Raphael: E teve um DJ japonês que fez uma loucura sonora maravilhosa com nossa música!
E como vocês conseguiram essa agenda mundial?
Raphael: A gente tem uma rede de produtores. No princípio, ficávamos buscando oportunidades, agora já temos convites. Então ficamos mais gerenciando datas agora.
E como vocês veem iniciativas como a do El Mapa de Todos, que une estilos musicais diferentes?
Raphael: (empolgado) Demais, cara! Porque é exatamente a cara do que a gente procura fazer. Você vê, terminou o show do Esteban (Copete), a gente entrou pro camarim e ele falou: “A gente tem que fazer algo juntos!”. E conecta! Conecta a música e os músicos…
Mauricio: Sim, é isso mesmo!
O tipo de som vocês é difícil de registrar em disco. Para virar uma maçaroca na mão de técnicos e produtores menos sensíveis, não precisa muito. Como vocês fazem para zelar pela qualidade sonora do registro – e também ao vivo?

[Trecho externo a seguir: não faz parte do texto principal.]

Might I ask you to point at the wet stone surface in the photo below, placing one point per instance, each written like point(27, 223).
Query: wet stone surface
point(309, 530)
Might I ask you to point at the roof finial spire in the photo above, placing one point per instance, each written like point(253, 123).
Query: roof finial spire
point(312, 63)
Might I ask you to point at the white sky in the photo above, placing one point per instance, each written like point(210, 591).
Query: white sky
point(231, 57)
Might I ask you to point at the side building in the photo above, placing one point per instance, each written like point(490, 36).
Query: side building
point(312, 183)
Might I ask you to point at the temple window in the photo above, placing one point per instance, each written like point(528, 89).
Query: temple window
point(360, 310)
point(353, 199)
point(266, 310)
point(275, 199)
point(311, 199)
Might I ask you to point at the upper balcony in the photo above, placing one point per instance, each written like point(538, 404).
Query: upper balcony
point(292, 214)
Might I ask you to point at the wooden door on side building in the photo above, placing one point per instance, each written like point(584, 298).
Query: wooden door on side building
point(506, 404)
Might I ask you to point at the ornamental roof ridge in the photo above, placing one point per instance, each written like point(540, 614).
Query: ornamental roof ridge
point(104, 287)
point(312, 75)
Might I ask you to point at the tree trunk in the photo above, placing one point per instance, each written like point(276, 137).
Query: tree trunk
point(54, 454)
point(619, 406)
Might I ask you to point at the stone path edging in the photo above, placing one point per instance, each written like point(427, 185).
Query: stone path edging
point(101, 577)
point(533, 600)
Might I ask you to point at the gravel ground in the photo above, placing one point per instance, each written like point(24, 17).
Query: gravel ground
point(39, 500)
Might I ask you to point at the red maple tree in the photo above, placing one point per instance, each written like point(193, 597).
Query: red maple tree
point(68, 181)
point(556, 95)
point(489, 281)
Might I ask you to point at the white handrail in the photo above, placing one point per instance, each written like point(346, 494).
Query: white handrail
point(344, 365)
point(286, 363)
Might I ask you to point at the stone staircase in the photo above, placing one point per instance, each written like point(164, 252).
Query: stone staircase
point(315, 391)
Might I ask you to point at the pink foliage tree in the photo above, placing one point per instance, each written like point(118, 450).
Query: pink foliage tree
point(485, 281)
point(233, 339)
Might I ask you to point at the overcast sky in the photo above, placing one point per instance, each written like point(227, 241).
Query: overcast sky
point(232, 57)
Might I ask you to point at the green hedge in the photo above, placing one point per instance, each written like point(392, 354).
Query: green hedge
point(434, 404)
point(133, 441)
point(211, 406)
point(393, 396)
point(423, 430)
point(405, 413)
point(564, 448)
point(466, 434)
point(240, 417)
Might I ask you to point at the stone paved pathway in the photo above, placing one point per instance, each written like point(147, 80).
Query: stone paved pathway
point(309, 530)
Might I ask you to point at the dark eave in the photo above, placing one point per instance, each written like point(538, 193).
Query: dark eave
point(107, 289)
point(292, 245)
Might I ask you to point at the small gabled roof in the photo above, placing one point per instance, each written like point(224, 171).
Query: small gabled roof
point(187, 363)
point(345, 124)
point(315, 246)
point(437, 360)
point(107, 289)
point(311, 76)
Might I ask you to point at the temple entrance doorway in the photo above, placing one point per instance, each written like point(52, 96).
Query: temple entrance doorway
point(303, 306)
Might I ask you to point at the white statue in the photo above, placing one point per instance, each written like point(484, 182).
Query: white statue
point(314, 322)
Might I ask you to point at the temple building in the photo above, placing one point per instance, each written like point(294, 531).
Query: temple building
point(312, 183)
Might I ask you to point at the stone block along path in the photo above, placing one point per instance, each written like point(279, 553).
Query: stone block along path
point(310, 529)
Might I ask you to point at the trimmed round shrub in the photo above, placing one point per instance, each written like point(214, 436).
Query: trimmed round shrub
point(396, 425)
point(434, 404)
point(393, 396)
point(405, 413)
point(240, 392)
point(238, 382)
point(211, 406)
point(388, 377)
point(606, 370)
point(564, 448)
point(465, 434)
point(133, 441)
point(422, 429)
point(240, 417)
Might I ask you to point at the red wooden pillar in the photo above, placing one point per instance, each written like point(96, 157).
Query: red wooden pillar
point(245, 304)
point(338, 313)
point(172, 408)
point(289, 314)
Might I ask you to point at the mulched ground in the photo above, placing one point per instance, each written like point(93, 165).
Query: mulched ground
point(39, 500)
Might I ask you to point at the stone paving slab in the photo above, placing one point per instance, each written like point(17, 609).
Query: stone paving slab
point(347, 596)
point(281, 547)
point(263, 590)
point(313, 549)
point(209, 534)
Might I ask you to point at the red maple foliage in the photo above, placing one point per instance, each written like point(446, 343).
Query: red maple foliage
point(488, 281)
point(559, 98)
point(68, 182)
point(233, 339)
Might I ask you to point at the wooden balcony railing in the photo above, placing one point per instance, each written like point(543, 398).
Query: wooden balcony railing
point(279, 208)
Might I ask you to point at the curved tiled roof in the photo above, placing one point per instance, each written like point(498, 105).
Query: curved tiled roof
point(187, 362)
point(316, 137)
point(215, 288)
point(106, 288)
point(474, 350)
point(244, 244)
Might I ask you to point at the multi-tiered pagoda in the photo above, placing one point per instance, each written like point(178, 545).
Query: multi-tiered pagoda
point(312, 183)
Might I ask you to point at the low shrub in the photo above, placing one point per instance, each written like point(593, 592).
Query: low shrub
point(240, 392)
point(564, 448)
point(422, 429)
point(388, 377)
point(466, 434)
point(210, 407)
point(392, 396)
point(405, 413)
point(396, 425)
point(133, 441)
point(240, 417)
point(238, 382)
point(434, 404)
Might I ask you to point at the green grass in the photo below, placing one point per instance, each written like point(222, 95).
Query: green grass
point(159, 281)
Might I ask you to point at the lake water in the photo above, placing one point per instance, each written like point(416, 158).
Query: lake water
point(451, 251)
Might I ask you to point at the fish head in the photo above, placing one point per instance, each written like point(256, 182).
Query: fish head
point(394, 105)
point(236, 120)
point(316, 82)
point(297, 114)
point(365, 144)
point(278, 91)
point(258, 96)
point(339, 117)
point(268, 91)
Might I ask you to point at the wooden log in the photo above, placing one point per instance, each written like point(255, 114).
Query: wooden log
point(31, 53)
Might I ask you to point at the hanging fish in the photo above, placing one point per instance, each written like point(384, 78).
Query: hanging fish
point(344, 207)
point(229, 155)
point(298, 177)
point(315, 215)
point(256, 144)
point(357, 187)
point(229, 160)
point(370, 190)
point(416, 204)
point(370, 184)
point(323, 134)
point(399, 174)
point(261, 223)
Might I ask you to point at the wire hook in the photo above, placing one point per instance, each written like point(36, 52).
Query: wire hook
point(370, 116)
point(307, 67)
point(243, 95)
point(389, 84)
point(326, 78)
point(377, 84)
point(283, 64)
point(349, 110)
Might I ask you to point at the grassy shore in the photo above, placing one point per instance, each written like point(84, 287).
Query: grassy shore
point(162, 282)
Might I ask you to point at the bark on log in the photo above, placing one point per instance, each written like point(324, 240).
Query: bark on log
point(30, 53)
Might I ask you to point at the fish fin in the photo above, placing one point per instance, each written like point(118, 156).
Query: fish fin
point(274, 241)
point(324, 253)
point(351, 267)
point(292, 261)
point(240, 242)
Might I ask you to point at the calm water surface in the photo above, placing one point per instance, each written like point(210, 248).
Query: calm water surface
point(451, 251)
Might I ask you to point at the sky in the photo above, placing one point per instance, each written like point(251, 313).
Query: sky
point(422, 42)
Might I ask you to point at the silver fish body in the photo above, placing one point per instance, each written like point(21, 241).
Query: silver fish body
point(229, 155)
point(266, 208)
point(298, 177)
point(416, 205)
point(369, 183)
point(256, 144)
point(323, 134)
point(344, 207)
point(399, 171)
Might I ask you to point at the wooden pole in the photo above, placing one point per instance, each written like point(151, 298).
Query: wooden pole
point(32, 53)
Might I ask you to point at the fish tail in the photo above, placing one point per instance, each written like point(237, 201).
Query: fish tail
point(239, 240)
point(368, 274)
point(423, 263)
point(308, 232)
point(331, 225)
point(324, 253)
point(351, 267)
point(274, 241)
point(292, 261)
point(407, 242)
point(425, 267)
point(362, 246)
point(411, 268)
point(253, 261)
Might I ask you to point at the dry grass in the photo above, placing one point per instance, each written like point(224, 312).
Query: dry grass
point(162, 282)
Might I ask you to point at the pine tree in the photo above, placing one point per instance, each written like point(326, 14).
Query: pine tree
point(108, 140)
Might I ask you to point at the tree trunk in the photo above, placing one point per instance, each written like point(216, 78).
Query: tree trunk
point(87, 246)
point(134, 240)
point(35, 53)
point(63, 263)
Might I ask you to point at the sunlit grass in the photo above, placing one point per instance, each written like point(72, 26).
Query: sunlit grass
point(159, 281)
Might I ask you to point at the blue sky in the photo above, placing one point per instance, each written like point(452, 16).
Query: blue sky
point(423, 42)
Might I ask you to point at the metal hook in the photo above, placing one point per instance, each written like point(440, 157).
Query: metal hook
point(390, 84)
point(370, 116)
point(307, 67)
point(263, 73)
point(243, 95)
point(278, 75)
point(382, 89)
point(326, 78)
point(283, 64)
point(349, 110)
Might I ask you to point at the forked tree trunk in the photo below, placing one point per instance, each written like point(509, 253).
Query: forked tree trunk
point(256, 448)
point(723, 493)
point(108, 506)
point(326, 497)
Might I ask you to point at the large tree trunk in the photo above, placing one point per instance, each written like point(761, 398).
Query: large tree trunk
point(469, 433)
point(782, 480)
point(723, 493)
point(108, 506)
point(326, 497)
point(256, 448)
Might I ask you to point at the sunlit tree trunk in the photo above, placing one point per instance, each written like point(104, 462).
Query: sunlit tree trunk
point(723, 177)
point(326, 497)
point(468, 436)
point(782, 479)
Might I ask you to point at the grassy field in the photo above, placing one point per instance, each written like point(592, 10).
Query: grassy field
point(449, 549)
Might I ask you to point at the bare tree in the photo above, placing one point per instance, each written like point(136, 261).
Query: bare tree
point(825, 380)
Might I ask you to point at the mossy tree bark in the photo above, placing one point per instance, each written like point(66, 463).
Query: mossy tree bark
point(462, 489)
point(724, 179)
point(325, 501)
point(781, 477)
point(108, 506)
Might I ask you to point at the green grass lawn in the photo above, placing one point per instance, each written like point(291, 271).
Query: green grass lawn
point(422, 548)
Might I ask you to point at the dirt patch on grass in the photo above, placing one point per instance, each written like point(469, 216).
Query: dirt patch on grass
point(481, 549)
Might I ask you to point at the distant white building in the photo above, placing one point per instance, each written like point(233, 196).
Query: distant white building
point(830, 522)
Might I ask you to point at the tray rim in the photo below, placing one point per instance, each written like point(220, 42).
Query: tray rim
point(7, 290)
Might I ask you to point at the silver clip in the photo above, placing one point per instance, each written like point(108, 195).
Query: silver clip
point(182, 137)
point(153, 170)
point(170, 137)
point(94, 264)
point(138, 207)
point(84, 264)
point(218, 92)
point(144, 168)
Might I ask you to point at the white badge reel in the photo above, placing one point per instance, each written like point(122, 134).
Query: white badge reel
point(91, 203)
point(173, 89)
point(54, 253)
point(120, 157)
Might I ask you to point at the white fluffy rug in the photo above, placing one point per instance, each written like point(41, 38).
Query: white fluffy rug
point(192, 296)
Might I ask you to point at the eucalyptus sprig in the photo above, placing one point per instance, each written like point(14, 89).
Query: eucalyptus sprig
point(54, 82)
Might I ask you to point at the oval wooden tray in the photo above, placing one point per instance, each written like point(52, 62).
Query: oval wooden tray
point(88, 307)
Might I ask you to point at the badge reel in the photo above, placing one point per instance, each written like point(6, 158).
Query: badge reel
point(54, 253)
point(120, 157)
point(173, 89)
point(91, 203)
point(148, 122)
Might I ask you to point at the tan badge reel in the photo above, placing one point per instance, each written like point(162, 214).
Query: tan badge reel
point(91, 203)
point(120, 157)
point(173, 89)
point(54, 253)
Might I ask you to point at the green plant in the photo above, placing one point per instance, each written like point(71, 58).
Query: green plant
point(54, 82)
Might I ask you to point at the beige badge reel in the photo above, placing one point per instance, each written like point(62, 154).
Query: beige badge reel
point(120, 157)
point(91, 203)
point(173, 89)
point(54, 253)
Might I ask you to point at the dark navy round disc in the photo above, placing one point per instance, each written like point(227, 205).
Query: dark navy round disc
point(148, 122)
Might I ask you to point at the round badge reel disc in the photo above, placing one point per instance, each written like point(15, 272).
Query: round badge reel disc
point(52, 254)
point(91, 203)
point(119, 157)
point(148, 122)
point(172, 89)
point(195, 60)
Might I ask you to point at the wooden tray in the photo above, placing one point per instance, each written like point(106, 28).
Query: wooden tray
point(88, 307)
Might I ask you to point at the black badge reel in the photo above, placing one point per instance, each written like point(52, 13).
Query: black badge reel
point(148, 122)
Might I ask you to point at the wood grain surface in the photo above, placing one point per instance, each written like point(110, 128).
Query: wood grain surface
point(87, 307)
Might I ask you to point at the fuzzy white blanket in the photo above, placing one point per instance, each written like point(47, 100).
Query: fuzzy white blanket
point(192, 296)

Raphael: Depende muito do evento. Em janeiro vamos tocar no Teatro da Caixa, e lá temos a possibilidade de levar videomapping, técnico de som próprio… Mas quando é em formato reduzido, só nós dois, a gente dá uma conversada com os técnicos, para pontuar que as bases não são bem bases, são como se fossem um outro músico, pedimos maior preocupação com os graves… É bem difícil, um desafio às vezes. Até para rotular. Já nos chamaram de “folk eletrônico”, a agência na França falou que é um “world elétrico”… (risos) É uma coisa nova, ajuda muito a vender, a chamar gente pela curiosidade, mas também tem o outro lado: é uma barreira, poxa. Tem uma identidade meio nova, para assimilar tem que prestar atenção… O cara vê o violoncelo e pensa: vão tocar um Bach aí…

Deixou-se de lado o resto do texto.